Ward, Mike & Hassan, Anita. "Neighbors Outraged Over Sex-Offender Home.’" Houston Chronicle 3 Apr. 2014: A1.

 

Note:

I kind of enjoyed this, and this will likely require multiple readings if making sense is a thing you want in what you read. I started with a single, albeit long sentence, which is also a quote within the article. (I had planned on starting with a very short sentence and then letting things flower more fully, but this sentence leaped out at me on the front page and I couldn’t really resist seeing what it would become).



In essence, I kept the definition of each word, or rather I selected definitions of the word and then trimmed some non-essentials, while keeping the definitions from the online dictionary intact, albeit trimmed. I *did* play around quite a bit with punctuation and spacing. This definitely embodies the notion that you don’t stop revising, you just eventually give up.



The sentence I started with was “No one should have to fear they will wake up and find 23 violent sex offenders living next door.” The article itself began with the phrase “Thirty sex offenders…” I liked the definition for thirty, so used it as the title of the poem.



The poem seemed to move from the particular and likely idiosyncratic to what may be a much more common description of human interaction and life.
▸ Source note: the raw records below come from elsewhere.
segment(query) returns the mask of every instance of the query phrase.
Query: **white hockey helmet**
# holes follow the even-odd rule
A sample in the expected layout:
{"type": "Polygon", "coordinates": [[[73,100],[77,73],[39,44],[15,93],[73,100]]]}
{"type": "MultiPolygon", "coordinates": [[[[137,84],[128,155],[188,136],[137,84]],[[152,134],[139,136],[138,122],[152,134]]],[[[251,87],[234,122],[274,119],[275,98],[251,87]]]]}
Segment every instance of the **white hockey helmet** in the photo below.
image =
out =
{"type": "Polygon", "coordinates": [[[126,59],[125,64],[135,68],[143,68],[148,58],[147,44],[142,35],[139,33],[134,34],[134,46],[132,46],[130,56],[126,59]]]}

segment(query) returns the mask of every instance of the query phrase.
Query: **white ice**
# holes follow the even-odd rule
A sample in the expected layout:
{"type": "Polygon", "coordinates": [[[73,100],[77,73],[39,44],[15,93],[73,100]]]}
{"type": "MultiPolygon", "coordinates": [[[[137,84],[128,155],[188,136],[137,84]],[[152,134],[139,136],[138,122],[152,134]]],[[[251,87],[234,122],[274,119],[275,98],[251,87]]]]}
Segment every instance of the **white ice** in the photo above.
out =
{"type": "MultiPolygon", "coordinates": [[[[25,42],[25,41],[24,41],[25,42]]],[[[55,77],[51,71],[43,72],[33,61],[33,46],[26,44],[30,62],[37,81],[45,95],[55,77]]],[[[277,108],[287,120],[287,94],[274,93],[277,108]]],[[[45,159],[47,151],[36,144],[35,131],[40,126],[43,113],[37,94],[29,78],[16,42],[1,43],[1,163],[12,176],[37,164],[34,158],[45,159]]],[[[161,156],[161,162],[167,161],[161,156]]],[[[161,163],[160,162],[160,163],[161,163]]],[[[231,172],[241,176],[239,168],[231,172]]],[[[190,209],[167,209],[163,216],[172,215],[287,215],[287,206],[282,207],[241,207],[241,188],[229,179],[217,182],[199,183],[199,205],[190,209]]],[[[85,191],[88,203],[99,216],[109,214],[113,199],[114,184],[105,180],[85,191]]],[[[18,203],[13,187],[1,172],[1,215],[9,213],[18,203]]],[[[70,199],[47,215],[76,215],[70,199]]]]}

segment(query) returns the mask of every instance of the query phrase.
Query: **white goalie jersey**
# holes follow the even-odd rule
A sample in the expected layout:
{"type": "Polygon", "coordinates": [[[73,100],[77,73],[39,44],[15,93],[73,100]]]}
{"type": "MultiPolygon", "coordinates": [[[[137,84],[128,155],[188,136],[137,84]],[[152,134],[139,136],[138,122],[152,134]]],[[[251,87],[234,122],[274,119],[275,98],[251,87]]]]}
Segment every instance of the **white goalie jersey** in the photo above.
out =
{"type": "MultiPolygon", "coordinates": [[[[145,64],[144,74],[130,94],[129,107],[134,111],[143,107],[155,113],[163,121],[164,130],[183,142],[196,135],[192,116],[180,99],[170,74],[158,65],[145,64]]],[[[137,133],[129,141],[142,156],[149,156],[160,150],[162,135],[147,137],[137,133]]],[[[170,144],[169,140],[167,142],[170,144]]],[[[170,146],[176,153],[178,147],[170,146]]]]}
Here is the prompt I was responding to:

 

Select a single sentence from a newspaper article. Replace each meaningful word in the text [verb, noun, adjective, adverb] by its dictionary definition. Repeat this treatment on the resulting sentence, and so on, until you’ve had enough! Note that after only two such treatments with a relatively compact dictionary, even a two-word sentence can produce an accumulation of 57 words.

1 comment:

S.E.Ingraham said...

Interesting how the alternate definitions take the nasty out of this...surprising in a way.